For commonly used icons like Home and Print this is quite straight forward. An icon for an accounting application that ran a “Trial Balance” would be much more difficult to design and be correctly interpreted.
If you need lots of icons for your application, this is a great way for getting some quick feedback on intuitiveness which can then be added to your prototyped interface for user testing.
- Standard usability test in which the icons were shown to users as part of the full user interface and where the users are asked to “think aloud” as they use the system to perform set tasks. This test accesses the degree to which the icon would work well in context of the interface as a whole (where it would typically be displayed with a label).
When icons are viewed in context, test participants are in a better position to make educated guesses as to the purpose of the icon.
By asking the user to think aloud, you can hear the label they mentally assign to the icon, and see if they make a correct interpretation of its purpose.
4 Techniques for Measuring Icon Intuitiveness
There are 4 further techniques you can use to assess how intuitive a set of icons are as you run the test.
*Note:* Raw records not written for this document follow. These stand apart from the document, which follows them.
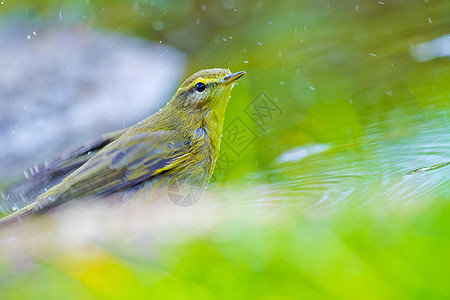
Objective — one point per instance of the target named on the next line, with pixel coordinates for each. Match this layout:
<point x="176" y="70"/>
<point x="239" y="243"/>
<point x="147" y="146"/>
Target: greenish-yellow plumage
<point x="178" y="144"/>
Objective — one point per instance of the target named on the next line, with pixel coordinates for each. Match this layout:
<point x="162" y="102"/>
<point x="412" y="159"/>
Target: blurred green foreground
<point x="338" y="189"/>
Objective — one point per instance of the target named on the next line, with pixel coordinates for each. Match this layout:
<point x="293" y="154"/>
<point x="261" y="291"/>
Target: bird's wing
<point x="45" y="175"/>
<point x="131" y="159"/>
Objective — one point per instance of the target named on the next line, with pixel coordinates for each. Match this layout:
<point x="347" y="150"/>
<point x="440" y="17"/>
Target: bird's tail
<point x="27" y="210"/>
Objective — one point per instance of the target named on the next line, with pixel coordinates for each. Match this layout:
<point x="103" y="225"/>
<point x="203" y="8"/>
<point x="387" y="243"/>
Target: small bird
<point x="179" y="144"/>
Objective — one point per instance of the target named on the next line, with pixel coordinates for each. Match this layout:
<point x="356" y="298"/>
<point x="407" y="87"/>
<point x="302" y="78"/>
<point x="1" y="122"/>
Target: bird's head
<point x="206" y="90"/>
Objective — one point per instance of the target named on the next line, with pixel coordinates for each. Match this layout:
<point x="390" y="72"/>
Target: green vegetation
<point x="321" y="202"/>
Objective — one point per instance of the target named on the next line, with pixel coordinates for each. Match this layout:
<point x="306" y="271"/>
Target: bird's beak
<point x="232" y="77"/>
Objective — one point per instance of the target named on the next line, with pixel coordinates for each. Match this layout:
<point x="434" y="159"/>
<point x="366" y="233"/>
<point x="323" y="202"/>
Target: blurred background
<point x="333" y="178"/>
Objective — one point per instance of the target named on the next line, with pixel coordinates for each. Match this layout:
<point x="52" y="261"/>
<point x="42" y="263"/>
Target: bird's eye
<point x="200" y="87"/>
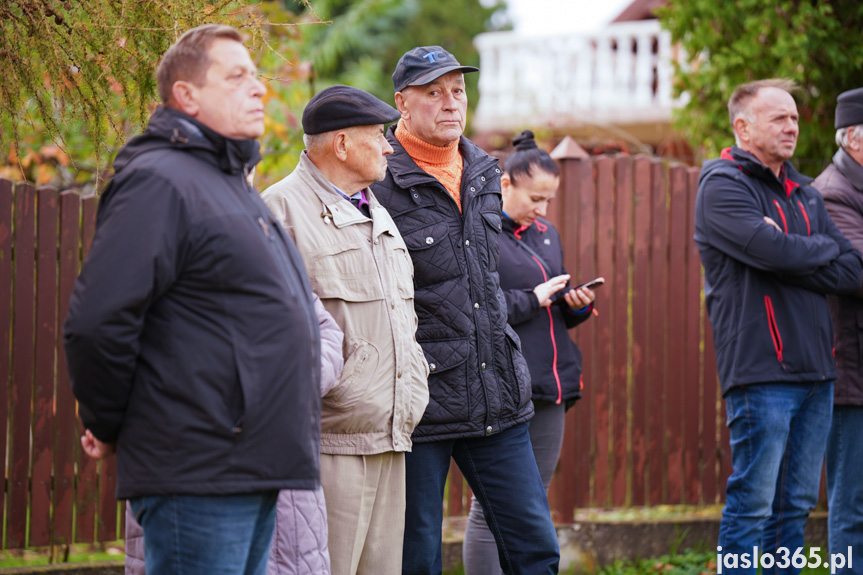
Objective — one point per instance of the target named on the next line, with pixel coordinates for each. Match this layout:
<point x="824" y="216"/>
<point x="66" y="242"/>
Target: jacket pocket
<point x="493" y="229"/>
<point x="515" y="394"/>
<point x="346" y="272"/>
<point x="404" y="272"/>
<point x="774" y="328"/>
<point x="361" y="361"/>
<point x="432" y="253"/>
<point x="449" y="388"/>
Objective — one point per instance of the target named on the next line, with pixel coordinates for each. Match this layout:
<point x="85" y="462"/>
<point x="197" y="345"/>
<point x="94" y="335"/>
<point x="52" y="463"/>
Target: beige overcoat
<point x="361" y="270"/>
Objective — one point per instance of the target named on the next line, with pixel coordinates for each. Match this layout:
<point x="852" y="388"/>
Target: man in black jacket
<point x="841" y="184"/>
<point x="770" y="253"/>
<point x="178" y="324"/>
<point x="443" y="192"/>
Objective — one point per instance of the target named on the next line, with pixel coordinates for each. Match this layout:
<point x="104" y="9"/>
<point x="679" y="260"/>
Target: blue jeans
<point x="206" y="535"/>
<point x="845" y="484"/>
<point x="501" y="471"/>
<point x="479" y="551"/>
<point x="778" y="436"/>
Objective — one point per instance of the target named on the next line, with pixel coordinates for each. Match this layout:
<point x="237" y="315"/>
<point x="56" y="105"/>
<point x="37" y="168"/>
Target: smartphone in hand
<point x="593" y="284"/>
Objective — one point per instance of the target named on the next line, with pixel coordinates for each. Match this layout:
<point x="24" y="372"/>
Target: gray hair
<point x="843" y="139"/>
<point x="188" y="60"/>
<point x="313" y="142"/>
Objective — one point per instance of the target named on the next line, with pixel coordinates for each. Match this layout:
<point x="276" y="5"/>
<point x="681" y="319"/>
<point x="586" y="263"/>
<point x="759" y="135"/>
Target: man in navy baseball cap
<point x="444" y="195"/>
<point x="425" y="64"/>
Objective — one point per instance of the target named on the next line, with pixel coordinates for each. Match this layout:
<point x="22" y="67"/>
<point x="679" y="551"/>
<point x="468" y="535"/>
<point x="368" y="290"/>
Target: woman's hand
<point x="544" y="291"/>
<point x="580" y="298"/>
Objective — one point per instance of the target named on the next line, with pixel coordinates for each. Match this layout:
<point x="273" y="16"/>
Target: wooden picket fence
<point x="53" y="493"/>
<point x="649" y="429"/>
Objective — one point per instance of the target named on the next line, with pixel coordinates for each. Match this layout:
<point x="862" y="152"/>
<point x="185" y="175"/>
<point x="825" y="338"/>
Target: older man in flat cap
<point x="360" y="268"/>
<point x="444" y="194"/>
<point x="841" y="184"/>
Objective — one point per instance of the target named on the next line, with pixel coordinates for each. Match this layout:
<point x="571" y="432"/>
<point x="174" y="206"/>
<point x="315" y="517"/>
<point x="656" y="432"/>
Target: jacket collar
<point x="334" y="205"/>
<point x="170" y="128"/>
<point x="406" y="173"/>
<point x="750" y="165"/>
<point x="852" y="171"/>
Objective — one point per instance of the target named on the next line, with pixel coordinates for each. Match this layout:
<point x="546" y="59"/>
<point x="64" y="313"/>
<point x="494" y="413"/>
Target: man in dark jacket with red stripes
<point x="841" y="184"/>
<point x="770" y="254"/>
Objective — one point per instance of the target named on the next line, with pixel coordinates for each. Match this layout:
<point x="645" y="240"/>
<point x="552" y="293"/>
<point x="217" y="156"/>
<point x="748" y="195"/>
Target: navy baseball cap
<point x="339" y="107"/>
<point x="425" y="64"/>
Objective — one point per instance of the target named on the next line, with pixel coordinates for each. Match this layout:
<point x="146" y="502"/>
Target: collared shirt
<point x="359" y="200"/>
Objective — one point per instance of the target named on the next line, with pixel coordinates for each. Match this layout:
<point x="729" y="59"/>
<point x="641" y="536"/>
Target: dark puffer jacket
<point x="554" y="360"/>
<point x="479" y="382"/>
<point x="765" y="287"/>
<point x="841" y="184"/>
<point x="191" y="336"/>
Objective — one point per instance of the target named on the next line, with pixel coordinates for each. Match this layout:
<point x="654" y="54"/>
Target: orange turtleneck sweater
<point x="445" y="164"/>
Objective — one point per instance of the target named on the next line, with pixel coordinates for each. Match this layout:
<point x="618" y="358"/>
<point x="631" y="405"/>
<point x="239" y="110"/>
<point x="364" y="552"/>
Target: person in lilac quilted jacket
<point x="299" y="544"/>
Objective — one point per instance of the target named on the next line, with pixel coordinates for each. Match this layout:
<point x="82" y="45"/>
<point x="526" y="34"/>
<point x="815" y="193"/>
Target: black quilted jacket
<point x="479" y="382"/>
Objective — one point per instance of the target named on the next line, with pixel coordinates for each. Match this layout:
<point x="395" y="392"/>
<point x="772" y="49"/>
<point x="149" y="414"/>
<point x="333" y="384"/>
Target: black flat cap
<point x="425" y="64"/>
<point x="339" y="107"/>
<point x="849" y="108"/>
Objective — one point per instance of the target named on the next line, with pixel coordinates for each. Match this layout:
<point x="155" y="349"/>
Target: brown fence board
<point x="710" y="415"/>
<point x="43" y="396"/>
<point x="87" y="492"/>
<point x="583" y="414"/>
<point x="692" y="461"/>
<point x="677" y="243"/>
<point x="66" y="436"/>
<point x="22" y="364"/>
<point x="657" y="355"/>
<point x="6" y="243"/>
<point x="620" y="390"/>
<point x="562" y="493"/>
<point x="107" y="526"/>
<point x="640" y="325"/>
<point x="602" y="369"/>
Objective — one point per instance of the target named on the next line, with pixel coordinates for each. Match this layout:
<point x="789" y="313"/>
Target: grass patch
<point x="32" y="557"/>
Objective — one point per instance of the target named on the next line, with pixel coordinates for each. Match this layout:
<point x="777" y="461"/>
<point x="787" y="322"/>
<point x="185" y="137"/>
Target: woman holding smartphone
<point x="541" y="308"/>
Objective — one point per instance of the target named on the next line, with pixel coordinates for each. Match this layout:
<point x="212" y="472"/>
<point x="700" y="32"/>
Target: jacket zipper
<point x="781" y="215"/>
<point x="290" y="279"/>
<point x="553" y="340"/>
<point x="774" y="329"/>
<point x="805" y="217"/>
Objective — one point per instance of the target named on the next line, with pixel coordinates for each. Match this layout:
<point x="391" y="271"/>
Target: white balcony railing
<point x="618" y="75"/>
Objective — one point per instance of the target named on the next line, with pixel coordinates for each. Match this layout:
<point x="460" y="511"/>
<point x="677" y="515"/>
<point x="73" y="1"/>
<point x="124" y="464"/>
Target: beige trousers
<point x="365" y="497"/>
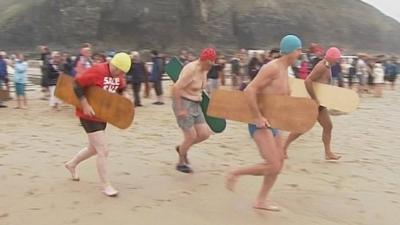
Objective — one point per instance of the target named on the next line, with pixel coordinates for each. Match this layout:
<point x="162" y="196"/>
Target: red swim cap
<point x="333" y="53"/>
<point x="208" y="54"/>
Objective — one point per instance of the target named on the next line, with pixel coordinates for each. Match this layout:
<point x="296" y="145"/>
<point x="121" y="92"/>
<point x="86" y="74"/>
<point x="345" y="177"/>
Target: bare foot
<point x="110" y="191"/>
<point x="266" y="206"/>
<point x="185" y="159"/>
<point x="72" y="170"/>
<point x="230" y="181"/>
<point x="332" y="156"/>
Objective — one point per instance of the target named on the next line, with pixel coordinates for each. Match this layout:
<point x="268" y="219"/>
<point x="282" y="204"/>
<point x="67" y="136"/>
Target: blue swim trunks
<point x="253" y="128"/>
<point x="20" y="89"/>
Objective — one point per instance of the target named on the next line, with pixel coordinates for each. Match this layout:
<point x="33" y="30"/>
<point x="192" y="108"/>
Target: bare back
<point x="278" y="83"/>
<point x="192" y="80"/>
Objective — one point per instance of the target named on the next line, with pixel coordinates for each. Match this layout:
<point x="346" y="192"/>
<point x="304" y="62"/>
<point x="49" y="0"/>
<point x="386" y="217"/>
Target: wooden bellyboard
<point x="283" y="112"/>
<point x="109" y="107"/>
<point x="4" y="95"/>
<point x="332" y="97"/>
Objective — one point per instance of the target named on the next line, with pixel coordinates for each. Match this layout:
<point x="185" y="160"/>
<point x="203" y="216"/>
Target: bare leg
<point x="292" y="137"/>
<point x="82" y="155"/>
<point x="272" y="154"/>
<point x="326" y="124"/>
<point x="18" y="102"/>
<point x="97" y="140"/>
<point x="192" y="136"/>
<point x="25" y="102"/>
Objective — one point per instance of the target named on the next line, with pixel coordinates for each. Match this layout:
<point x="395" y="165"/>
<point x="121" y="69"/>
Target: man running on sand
<point x="187" y="95"/>
<point x="321" y="74"/>
<point x="271" y="79"/>
<point x="110" y="77"/>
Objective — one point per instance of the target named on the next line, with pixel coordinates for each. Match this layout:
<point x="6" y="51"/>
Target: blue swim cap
<point x="289" y="44"/>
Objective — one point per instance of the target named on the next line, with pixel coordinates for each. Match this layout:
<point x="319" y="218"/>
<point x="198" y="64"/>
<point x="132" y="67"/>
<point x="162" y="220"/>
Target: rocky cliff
<point x="173" y="24"/>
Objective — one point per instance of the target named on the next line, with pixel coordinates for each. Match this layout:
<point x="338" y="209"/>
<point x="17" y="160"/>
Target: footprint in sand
<point x="124" y="174"/>
<point x="293" y="185"/>
<point x="75" y="221"/>
<point x="35" y="209"/>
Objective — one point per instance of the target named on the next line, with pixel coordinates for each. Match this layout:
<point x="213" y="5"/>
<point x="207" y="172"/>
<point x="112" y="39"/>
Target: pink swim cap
<point x="333" y="53"/>
<point x="208" y="54"/>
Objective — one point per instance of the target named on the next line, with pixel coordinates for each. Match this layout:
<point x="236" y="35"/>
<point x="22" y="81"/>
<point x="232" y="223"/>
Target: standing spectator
<point x="379" y="79"/>
<point x="362" y="75"/>
<point x="370" y="72"/>
<point x="20" y="69"/>
<point x="296" y="68"/>
<point x="3" y="76"/>
<point x="85" y="61"/>
<point x="212" y="78"/>
<point x="183" y="57"/>
<point x="243" y="66"/>
<point x="45" y="58"/>
<point x="67" y="65"/>
<point x="391" y="71"/>
<point x="352" y="72"/>
<point x="99" y="58"/>
<point x="221" y="69"/>
<point x="156" y="77"/>
<point x="304" y="66"/>
<point x="137" y="74"/>
<point x="273" y="54"/>
<point x="53" y="68"/>
<point x="336" y="70"/>
<point x="235" y="70"/>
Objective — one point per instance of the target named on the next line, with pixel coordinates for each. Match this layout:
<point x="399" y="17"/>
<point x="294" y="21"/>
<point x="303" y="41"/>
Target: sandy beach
<point x="363" y="188"/>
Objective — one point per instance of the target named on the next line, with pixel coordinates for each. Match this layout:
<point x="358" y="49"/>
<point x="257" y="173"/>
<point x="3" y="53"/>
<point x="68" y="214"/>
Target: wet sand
<point x="362" y="188"/>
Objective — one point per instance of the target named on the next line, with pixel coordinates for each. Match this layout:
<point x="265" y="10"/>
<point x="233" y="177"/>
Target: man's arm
<point x="264" y="78"/>
<point x="83" y="81"/>
<point x="314" y="76"/>
<point x="185" y="77"/>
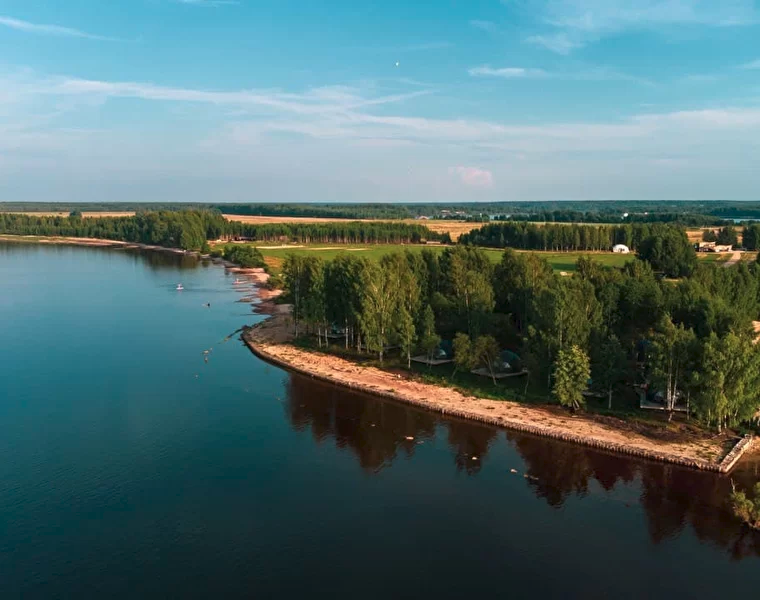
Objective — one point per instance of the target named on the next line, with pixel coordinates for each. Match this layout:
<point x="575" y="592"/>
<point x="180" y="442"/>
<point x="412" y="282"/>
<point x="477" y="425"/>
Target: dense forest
<point x="690" y="340"/>
<point x="191" y="230"/>
<point x="610" y="211"/>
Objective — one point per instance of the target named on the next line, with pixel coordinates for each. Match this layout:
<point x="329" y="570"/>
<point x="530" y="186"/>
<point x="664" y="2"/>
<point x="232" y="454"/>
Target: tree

You’ll need to observe the user and record the time taken to do 4 key mental processes, which gives some great quantitative and qualitative feedback on your icon set.
- Speed of selection
Speed measures how quickly an icon is selected by a user compared with the average. The quicker the correct icon is selected, the more intuitive (or learnable) it is.
As an example, I’ve picked out some home icons here. Most of them are pretty standard, except the igloo on the bottom left. Without the other “house-based” home icons to guide the user, using an igloo icon would be confusing for a significant number of test participants.
Association measures the percentage of users within the sample that assigned an icon with a particular term. The higher the association figure, the more intuitive the icon design.
- Multiple association
Multiple association measures how often an icon was assigned to other terms by participants. Icons that get multiple terms assigned to them are less intuitive than one that consistently gets a single term applied to it more often.
- Ask participants for verbal descriptions
Also ask the users to comment on what comes to mind when they see an icon. In Nielsen’s study, users commented on an icon that had been drawn for a link to some resources for software developers. The first iteration clear had problems with the users stating the following (surprising) things came to mind:
- thunder and lightning
- electric – looks painful
- person being killed by technology
- dance machine
- why do Sun developers look bug-eyed?
- Make sure your icons have a clear meaning, and avoid any unintended sub-conscious meanings too!
Icons can suffer from poor usability and I always recommend using words rather than pictures to convey meaning, as they are more intuitive and can also help with search engine optimization if your navigation contains useful keywords.
Sometimes, though, the nature of a project means icons are the only choice, especially for smaller display areas like mobile phone screens, where there often isn’t room for a lot of words.
So remember, when you need to incorporate icons into your interface, make sure you conduct some user testing and refine the icon designs to make them as intuitive and memorable as possible.